J’ai l’impression que notre amour est une étoile dont la lumière vient tout juste de m’apparaître au fond de ton ventre. Cet amour n’est pas tout à fait né, pas tout à fait encore sorti de sa coquille et toi, tu me demandes de percer l’œuf et de faire l’amour à un fœtus.

Je ne suis pas fait de pierres.
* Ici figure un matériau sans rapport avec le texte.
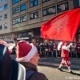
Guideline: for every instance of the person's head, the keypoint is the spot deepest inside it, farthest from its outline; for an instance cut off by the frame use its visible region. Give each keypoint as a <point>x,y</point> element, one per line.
<point>27,52</point>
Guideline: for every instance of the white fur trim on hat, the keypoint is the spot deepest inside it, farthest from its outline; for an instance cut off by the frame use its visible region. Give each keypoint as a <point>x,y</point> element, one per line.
<point>59,45</point>
<point>28,57</point>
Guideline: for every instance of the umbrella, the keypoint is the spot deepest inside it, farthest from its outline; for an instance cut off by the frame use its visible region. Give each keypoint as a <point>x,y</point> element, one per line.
<point>62,27</point>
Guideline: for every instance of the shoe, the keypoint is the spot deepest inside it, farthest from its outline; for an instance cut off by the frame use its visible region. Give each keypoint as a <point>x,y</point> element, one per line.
<point>60,69</point>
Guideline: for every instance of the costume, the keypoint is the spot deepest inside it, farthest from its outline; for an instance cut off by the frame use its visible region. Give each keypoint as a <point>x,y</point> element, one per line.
<point>65,48</point>
<point>26,54</point>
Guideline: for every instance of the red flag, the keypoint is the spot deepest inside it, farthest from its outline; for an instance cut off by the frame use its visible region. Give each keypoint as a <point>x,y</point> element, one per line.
<point>63,26</point>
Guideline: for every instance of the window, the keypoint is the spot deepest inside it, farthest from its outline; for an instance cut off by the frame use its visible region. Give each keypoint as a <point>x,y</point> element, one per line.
<point>0,27</point>
<point>34,15</point>
<point>1,8</point>
<point>5,6</point>
<point>15,1</point>
<point>49,11</point>
<point>5,26</point>
<point>23,18</point>
<point>5,16</point>
<point>22,7</point>
<point>0,18</point>
<point>15,10</point>
<point>33,3</point>
<point>62,7</point>
<point>16,20</point>
<point>45,0</point>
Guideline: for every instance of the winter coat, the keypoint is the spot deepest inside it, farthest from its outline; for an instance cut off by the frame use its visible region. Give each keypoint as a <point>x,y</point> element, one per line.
<point>65,51</point>
<point>37,75</point>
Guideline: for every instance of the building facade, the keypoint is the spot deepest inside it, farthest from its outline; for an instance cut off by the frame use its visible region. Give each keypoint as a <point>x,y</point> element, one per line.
<point>5,19</point>
<point>28,15</point>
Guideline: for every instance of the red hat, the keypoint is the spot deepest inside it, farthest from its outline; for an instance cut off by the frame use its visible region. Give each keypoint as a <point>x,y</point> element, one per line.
<point>25,51</point>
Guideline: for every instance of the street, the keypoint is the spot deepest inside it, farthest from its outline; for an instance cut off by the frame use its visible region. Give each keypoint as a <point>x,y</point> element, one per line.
<point>54,74</point>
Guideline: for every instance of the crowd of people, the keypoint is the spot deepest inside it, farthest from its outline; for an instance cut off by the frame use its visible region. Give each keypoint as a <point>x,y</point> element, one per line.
<point>27,57</point>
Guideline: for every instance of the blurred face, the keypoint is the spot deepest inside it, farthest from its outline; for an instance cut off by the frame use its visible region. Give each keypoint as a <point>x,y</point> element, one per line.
<point>35,59</point>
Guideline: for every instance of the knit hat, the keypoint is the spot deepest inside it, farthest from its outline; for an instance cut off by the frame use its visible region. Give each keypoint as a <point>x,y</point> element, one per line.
<point>25,51</point>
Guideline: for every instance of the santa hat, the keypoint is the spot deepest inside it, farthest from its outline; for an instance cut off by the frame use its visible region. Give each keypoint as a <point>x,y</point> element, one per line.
<point>25,51</point>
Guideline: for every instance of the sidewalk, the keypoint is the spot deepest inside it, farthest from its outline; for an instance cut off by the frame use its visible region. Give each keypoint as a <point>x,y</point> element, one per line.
<point>54,62</point>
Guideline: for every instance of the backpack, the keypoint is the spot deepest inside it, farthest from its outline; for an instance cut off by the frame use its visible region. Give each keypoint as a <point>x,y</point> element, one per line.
<point>29,74</point>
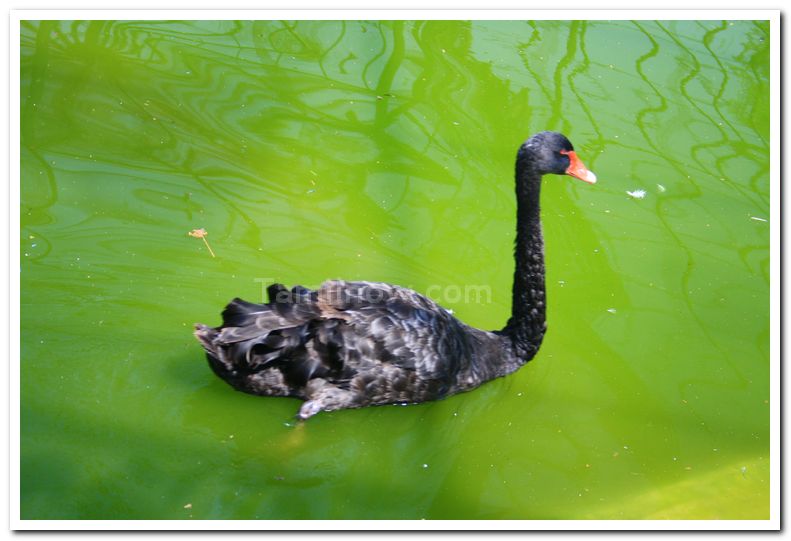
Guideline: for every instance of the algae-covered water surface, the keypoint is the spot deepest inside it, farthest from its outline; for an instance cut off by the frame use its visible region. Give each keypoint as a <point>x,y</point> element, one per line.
<point>384,151</point>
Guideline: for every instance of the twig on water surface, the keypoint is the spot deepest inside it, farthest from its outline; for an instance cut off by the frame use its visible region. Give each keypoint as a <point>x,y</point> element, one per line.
<point>201,234</point>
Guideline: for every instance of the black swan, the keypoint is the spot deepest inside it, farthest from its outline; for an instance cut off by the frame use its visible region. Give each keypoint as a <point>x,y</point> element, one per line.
<point>355,344</point>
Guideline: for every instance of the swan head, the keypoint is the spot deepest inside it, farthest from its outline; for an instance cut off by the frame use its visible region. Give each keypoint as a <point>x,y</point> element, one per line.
<point>552,152</point>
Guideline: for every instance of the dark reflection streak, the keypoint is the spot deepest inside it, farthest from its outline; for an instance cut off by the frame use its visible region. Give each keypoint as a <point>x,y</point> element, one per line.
<point>724,141</point>
<point>326,52</point>
<point>691,75</point>
<point>523,50</point>
<point>686,275</point>
<point>292,30</point>
<point>378,55</point>
<point>708,37</point>
<point>38,78</point>
<point>582,68</point>
<point>385,83</point>
<point>558,120</point>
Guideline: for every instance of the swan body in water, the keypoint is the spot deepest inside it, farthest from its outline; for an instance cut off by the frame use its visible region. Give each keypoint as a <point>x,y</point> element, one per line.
<point>355,344</point>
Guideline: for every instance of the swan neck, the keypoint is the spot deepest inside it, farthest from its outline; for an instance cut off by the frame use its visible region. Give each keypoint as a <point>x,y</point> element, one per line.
<point>528,309</point>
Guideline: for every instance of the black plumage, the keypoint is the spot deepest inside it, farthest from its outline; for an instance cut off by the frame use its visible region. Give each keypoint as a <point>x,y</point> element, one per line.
<point>354,344</point>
Si je brisais ce fœtus d’amour par la moindre violence de mes baisers, je ne me le pardonnerais jamais : je pleurerais l’avortement de cet amour assassiné dis-moi Rachel, si nous accouchions de quelque chose, n’aurais-tu pas peur que ça rate?

Et les vides de toi et de moi seront deux vides mis ensemble qui deviendront autre chose que le vide, deux vides mis ensemble se mettent à brûler bien plus que la passion que je pleure et que je pleure en humilié parce que pleurer est aussi humiliant que de faire l’amour et que c’est faux, quand tu dis que je ne t’aime pas.

Et je pleure sur cette chaise vide que j’ai peinte et dont le vide m’obsède. Et j’y pleure comme un bébé devant toi jusqu’à moi, cette chaise vide qui n’a jamais cessé de t’attendre et d’espérer ta présence, et si cette chaise t’attendait, et si cette chaise m’attendait,

Et si cette chaise vide m’attendait, moi, maintenant,
Je n’ai jamais aimé personne d’autre que toi.